On peut donc, comme précédemment, calculer le nombre de décès « attendus » en 2020 si les taux de mortalité de 2018 avaient été maintenus pour chaque classe d’âge en 2020. Selon ce calcul (et en multipliant le résultat par 366 / 365 pour tenir compte du fait que 2020 avait un jour de plus que 2018), on s’attendait à 645.745 décès en 2020 parmi les 67.063.703 personnes vivantes au 1er janvier.
Pour 2020, les décès ne sont encore donnés que de façon brute. Si on ouvre ce fichier, où chaque ligne correspond à un décès intervenu entre le 1er janvier 2020 et le 4 janvier 2021, il est facile de compter les décès de 2020 : comme les décès sont classés par ordre chronologique, le numéro de la dernière ligne de 2020 indique directement le nombre de décès de l’année.
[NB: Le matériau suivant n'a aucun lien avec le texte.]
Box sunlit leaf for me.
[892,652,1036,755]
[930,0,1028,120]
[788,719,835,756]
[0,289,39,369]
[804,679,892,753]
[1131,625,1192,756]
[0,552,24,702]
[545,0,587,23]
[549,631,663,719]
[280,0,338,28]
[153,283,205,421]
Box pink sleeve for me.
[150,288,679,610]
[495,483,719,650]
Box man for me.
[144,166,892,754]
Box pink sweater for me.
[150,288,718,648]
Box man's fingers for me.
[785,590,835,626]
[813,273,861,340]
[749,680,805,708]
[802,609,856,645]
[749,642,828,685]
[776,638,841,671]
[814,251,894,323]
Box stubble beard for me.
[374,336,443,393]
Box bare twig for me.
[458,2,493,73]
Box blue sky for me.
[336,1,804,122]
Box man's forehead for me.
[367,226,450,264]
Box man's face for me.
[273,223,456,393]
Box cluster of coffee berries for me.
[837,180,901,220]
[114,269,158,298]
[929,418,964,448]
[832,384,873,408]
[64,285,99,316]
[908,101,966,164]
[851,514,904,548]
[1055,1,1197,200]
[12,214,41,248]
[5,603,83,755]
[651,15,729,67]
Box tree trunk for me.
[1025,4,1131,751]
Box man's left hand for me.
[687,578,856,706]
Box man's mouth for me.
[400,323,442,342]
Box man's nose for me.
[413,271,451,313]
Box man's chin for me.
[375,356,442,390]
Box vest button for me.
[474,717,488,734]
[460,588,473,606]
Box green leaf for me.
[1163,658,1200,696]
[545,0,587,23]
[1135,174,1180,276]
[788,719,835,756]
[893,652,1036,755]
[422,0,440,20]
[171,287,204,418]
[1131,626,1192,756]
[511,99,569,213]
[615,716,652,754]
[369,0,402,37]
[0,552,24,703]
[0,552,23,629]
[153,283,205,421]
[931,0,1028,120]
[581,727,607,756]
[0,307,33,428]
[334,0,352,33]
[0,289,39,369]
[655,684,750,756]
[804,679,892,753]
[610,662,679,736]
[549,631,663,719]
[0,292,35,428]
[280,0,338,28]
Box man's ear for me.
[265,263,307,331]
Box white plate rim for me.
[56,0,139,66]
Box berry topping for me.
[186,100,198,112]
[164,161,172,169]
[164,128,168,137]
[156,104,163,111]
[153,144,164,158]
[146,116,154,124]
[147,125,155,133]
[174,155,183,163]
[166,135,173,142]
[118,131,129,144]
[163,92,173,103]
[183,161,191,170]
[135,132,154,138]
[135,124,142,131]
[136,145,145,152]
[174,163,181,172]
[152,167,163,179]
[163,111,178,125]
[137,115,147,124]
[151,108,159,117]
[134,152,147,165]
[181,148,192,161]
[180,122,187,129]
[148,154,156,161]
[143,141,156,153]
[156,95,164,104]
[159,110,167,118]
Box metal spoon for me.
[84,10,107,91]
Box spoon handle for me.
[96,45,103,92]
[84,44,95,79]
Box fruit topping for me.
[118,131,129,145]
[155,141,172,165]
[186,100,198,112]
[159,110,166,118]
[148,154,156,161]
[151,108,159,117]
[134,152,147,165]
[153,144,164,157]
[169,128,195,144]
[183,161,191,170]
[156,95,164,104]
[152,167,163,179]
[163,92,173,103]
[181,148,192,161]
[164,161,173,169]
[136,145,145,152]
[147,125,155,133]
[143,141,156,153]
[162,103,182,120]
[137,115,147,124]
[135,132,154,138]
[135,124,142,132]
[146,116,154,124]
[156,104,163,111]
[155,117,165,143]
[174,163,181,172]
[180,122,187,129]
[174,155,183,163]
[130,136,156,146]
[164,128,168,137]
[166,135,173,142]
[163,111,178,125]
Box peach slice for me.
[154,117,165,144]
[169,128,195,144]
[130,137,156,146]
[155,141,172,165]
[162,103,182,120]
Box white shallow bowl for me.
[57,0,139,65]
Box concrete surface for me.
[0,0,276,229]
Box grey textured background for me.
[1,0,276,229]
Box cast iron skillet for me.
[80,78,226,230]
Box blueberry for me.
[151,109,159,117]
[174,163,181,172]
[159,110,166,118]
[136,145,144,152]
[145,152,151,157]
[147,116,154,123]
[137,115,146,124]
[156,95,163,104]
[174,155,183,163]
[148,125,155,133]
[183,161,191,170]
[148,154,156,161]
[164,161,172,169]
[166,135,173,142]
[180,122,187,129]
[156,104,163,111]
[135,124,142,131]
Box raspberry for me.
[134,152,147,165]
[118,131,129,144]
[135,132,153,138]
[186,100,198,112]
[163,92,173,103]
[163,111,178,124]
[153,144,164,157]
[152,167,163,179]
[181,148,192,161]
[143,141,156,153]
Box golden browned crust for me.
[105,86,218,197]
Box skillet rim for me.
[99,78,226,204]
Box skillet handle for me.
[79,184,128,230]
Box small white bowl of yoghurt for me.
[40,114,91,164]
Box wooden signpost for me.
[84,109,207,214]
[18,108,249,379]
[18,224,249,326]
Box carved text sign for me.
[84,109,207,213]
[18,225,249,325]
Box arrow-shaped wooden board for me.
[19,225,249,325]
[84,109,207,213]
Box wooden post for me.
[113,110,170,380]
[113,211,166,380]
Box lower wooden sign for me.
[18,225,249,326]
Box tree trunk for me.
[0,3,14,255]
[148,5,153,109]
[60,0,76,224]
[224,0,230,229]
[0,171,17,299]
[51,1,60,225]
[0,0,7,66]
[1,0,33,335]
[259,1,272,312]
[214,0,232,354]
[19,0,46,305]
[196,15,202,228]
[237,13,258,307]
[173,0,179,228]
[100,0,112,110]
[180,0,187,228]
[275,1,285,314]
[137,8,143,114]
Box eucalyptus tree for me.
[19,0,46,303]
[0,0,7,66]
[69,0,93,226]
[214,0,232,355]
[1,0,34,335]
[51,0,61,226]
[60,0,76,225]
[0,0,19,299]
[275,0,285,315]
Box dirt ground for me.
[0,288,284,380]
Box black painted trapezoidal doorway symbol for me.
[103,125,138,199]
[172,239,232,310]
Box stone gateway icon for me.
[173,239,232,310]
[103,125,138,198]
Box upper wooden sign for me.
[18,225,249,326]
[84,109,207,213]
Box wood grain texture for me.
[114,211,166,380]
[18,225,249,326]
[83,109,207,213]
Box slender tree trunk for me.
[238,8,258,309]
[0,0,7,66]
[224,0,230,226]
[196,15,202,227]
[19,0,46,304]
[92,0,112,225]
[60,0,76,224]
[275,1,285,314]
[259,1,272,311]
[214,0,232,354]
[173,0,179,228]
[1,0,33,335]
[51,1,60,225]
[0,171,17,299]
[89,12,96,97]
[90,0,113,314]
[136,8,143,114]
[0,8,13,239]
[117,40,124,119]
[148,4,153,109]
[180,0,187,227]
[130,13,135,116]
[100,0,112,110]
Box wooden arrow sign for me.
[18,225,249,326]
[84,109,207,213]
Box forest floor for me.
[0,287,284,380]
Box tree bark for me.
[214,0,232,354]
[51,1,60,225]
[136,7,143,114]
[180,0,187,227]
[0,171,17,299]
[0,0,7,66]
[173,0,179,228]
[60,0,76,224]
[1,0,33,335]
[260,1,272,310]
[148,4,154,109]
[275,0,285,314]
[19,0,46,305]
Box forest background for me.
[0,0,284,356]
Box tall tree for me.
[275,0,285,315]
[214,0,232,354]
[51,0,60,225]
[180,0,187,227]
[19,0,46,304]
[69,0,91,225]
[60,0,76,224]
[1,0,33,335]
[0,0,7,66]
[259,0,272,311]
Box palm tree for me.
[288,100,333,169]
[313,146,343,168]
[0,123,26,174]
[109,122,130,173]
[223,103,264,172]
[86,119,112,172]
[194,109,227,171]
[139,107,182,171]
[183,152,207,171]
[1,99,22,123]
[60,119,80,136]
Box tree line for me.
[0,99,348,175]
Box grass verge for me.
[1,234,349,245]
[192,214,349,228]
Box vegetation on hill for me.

Comme on le voit, la première ligne du fichier n’étant pas un décès mais la légende des colonnes, le nombre de décès enregistrés par l’INSEE en 2020 est de 667.318.
Si, comme on l’avait fait précédemment pour 2018 et 2019), on ne compte que les décès de personnes déjà nées au 1er janvier 2020, c’est 664.989 personnes qui sont décédées en 2020 : 332.853 hommes et 332.136 femmes.
La surmortalité de 2020 par rapport à 2018, calculée comme la différence entre ce qui était attendu et ce qui s’est passé, est donc de :
664989 – 645745 = 19244 décès.
Et cela, même si le nombre brut de décès a augmenté de près de 58.000 entre 2018 et 2020. En effet, le vieillissement de la population à lui seul devait entraîner près de 39.000 décès supplémentaires en 2020, et le 366e jour de l’année bissextile, près de 2000 décès supplémentaires.
On peut donc conclure : il y a eu une surmortalité en 2020 par rapport à 2018, qui s’établit à 19244 décès.

Autres comparaisons

Jusqu’ici, on a pris pour base de comparaison l’année 2018 ; on a vu que 2019 avait présenté une sous-mortalité de 7600 décès et 2020 une surmortalité de 19.200 décès environ.
Mais on n’avait pas de raison particulière de choisir 2018 comme modèle, et on peut diversifier les comparaisons.
• Par exemple, si comme le font la plupart des médias, on compare 2019 — année de faible mortalité — à 2020, on peut bien sûr « compter les décès » et constater qu’il y a eu 664.989 décès en 2020 contre 610.684 en 2019, c’est-à-dire 54.305 décès de plus en 2020 qu’en 2019, soit une augmentation de 8,9 % (c’est ce que fait le Monde, mais aussi de nombreux autres médias). Mais si on applique la méthode décrite ici, on calcule qu’on s’attendait à 637.656 décès (environ 27.000 décès de plus qu’en 2019 en raison du vieillissement de la population), et qu’en plus de ces 27.000 décès normalement attendus, il y a eu une surmortalité de 27.300 décès en 2020 par rapport à 2019, c’est à dire 4,3 % de plus que ce qui était attendu. [Cela dit, comme on l’a vu, 2019 a été une année à faible mortalité (moindre qu’en 2018, qui était déjà moindre qu’en 2017.) La comparaison avec 2019 est donc particulièrement spectaculaire].
• Mais si l’on prend 2017 comme base de comparaison, par exemple, on constate que 2018 a connu une sous-mortalité de 9000 décès, 2019 une sous-mortalité de 17.000 décès, et 2020 une surmortalité de 10.000 décès. Ces variations à la hausse et à la baisse ont le même ordre de grandeur, et ne semblent donc pas « hors norme ».
• Autre exemple : si l’on prend pour base de référence l’année 2015 (avec sa pyramide des âges et ses décès), année où la grippe a sévi, le résultat est surprenant : la mortalité attendue en 2020 selon les standards de 2015 aurait dû être de plus 670.000 décès. Par rapport à 2015, 2020 a donc enregistré une sous-mortalité de 5800 décès. Dit autrement, l’année 2015 a été pire que 2020 — sans faire la Une des médias cette année-là ni provoquer de mesures de protection spéciale.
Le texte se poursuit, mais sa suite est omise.